We also acknowledge some limitations. First, the significant lncRNAs identified in TCGA happen to be not profiled in GEO. Thus, we compromised by a trans-platform pseudo-validation using surrogate lncRNAs of these target lncRNAs. Even though one lncRNA and one pair of lncRNAs were successfully validated, additional available public database and further studies of target lncRNAs are still warranted. Second, the censoring rate of time-to-event data is high in TCGA and GEO, which may result in low statistical power in analysis. Thus, we only focused on two-way interaction between pair of lncRNAs. Third, further functional experiments of lncRNAs are warranted to provide biological evidence, beyond our statistical evidence.
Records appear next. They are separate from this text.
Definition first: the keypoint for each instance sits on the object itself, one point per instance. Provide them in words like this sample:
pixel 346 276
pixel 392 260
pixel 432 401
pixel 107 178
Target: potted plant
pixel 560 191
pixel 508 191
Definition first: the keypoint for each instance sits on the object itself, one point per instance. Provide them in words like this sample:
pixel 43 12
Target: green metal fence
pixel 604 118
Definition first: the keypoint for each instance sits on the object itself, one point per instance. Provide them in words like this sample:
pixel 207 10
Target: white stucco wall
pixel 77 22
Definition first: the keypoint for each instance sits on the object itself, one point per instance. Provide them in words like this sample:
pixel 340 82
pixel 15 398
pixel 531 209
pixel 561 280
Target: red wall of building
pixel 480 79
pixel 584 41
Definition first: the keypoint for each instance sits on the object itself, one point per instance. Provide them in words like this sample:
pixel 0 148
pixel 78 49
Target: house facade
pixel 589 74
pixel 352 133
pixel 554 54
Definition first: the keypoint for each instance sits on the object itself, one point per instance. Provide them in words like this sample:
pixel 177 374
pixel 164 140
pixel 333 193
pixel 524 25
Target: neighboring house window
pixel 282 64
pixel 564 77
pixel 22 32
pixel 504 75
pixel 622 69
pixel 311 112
Thus, the association still should be interpreted with caution.

Conclusion

Our two-phase comprehensive NSCLC prognostic study of lncRNAs identified one lncRNA (ENSG00000227403.1) with significant main effects and one pair of lncRNAs (ENSG00000267121.4 and ENSG00000272369.1) with significant interaction effects on overall survival, providing population-level evidence for further functional study.